Pasó un ángel. Hubo un silencio largo —de varios minutos—, que sólo interrumpió Lupe para decirme: «No te preocupes; yo pago la conferencia».

—¿Sí? —habló al fin—. ¿Es Migue el quesero? […] ¡Ah, no se preocupe! Soy Lupe y llamo desde mi empresa, que es de ultramarinos. […] ¡Sí, sí! Estoy muy interesada en hablar con usted… […] ¡Claro! ¡Por supuesto! No hable nada en voz alta y disimule, Migue —gritó en tono cordial—. Le tengo buenas noticias. No conteste nada y disimule… Está aquí conmigo Tomás. ¿Lo recuerda? […] ¡Tranquilo, tranquilo! No diga nada. ¿Le paso con él? […] Que dice que sí —me pasó el auricular—. Creo que está muy contento.

—¿Migue? —pregunté con temor.

—Sí, soy yo —contestó nervioso.

—Soy Tomás. Mejor que no digas nada. Contesta «sí» o «no» y suelta alguna frase como si hablaras del negocio de tus quesos con Lupe. ¿Puedes?

—¡Ah, sí, sí! —dijo algo inseguro—. Ya sé. ¿De qué se trata?

—Lo primero que quiero decirte es que me acuerdo mucho de ti…

—¡Eso me parece bien! ¿Cuánto querría comprar?

—¿Ha vuelto Fidel al pueblo?

—¡Sí, está aquí…! Quiero decir, que todo se fabrica aquí.

—Bien. Escucha con atención y suelta alguna frase de esas de vez en cuando.

—¡Sí, señora! ¡A su disposición! —se había tranquilizado.

—¡Verás! —tragué saliva—. Quiero ir mañana al pueblo a veros. Ya sabes cómo han ido las cosas…

—¿Al pueblo? —exclamó asustado.

—Al pueblo… A revisar el estado de los quesos, ¿entiendes?

—¡Claro, claro, señora! —respondió con naturalidad—. Puede tomar unas muestras, si quiere.

—¡Eso es, Migue! Sigue así. Ahora necesito saber cómo está el tiempo por allí.

—¿El tiempo? —hizo una pausa como si mirara a la calle—. Parece que no va a llover, señora. Si necesita venir…

—¡Estupendo! Si es verdad que no llueve me presentaré allí mañana con unos amigos. Quiero verte y hablar con Fidel. ¿Cómo estás?

—Bueno… Todo normal… ¡Ya sabe! Según los kilos que compre.

—¡Muy bien, Migue! Ahora escucha los planes. Si no estás conforme, me dices alguna frase para que lo entienda.

—¡Sí, claro!

—Creo que ha habido unos malentendidos y Fidel se ha vuelto. ¿Cómo está él?

—Ehhhh… Está bastante fresco. Hay otros quesos más curados.

—Quiero que te vengas con nosotros. ¿Qué te parece?

—¿Yo? —exclamó—. ¡No, no sé! Tendría que pensarlo… Es mucha cantidad de golpe, ¿sabe?

—¡No hay tiempo para pensar, Migue! Empiezo a trabajar el lunes. Piénsalo ya. Mañana voy a aclarar todo con Fidel, pero no voy a dejarte en ese sitio pudriéndote.

—¡Yo no sé hacer nada! —gritó—. Esas cosas… Las cuentas no las llevo yo, señora.

—Pues vas a tener que llevarlas tú ahora —dije gravemente—. No quiero agobiarte. Así que dime, como sea, si te llamo más tarde. ¡Tienes que decírmelo hoy!

—¿Hoy? —preguntó angustiado—. ¡Es muy pronto! Hmmm… Tengo que preparar… la mercancía, ¡ya sabe!

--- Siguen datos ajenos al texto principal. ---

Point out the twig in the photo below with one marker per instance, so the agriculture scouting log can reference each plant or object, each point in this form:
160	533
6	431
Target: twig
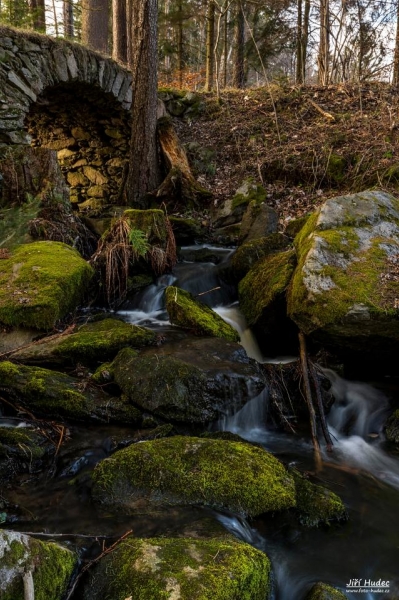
320	407
96	560
308	398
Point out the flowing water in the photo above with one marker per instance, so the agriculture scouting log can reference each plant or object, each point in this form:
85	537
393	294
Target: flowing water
359	470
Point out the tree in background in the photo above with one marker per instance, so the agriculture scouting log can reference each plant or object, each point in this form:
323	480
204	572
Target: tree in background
144	173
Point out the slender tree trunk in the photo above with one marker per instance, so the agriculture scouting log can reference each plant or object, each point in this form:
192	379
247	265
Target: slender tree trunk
38	15
67	11
395	78
119	30
210	41
324	47
95	24
238	71
143	164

—Lo entiendo. Llamará Lupe esta tarde; sobre las cuatro. Necesito que hables con Fidel para avisarle. Dile que todo está bien; todo solucionado. Y tú tienes que decirme, a esa hora, que te vienes. ¡Déjate de pamplinas! Aquí no necesitas de nada.

—¡Eso es mucho correr! —me pareció desanimado—. Intentaré ver la mercancía que tengo, pero me da usted pocas horas para… cerrar el trato.

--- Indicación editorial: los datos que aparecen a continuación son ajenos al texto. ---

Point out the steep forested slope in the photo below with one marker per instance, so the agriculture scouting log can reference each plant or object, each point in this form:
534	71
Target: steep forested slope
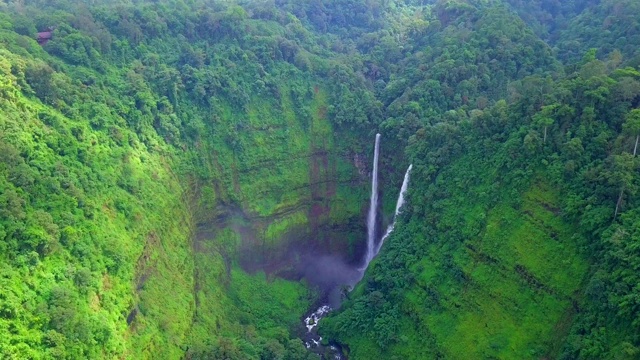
518	237
151	154
165	166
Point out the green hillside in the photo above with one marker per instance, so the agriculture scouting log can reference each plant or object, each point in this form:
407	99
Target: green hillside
188	179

—¡Los negocios son los negocios, guapo! Sé que no quieres quedarte ahí.

—¡No! ¡Es verdad! A las cuatro intentaré dale una respuesta. Estaré aquí esperando. Me gustaría decirle algo… pero…

—¡No, no digas nada! Imagino lo que quieres decirme. Plantéalo todo bien. A las cuatro te llama Lupe y me pongo, ¿de acuerdo?

—¡De acuerdo, señora! A las cuatro espero su llamada.

—Te quiero, Migue —bajé algo la voz—. Os quiero demasiado para dejaros ahí. No me falles. Te quiero.

—¡Yo también! —grito—. ¡Parece que esto se corta, señora! ¡Vaya! —dijo a alguien cercano—. Se cortó la conferencia. Me llamará a las cuatro. ¿Le debo algo?

Colgué. Estaba llorando. Juan Luis se acercó a mí y me abrazó con fuerzas, porque sabía cómo tenía que ser una conversación así. Jesús se acercó por la espalda y se fundió en nuestro abrazo. Lupe nos miró con una profunda sonrisa de tristeza. Había que esperar hasta las cuatro.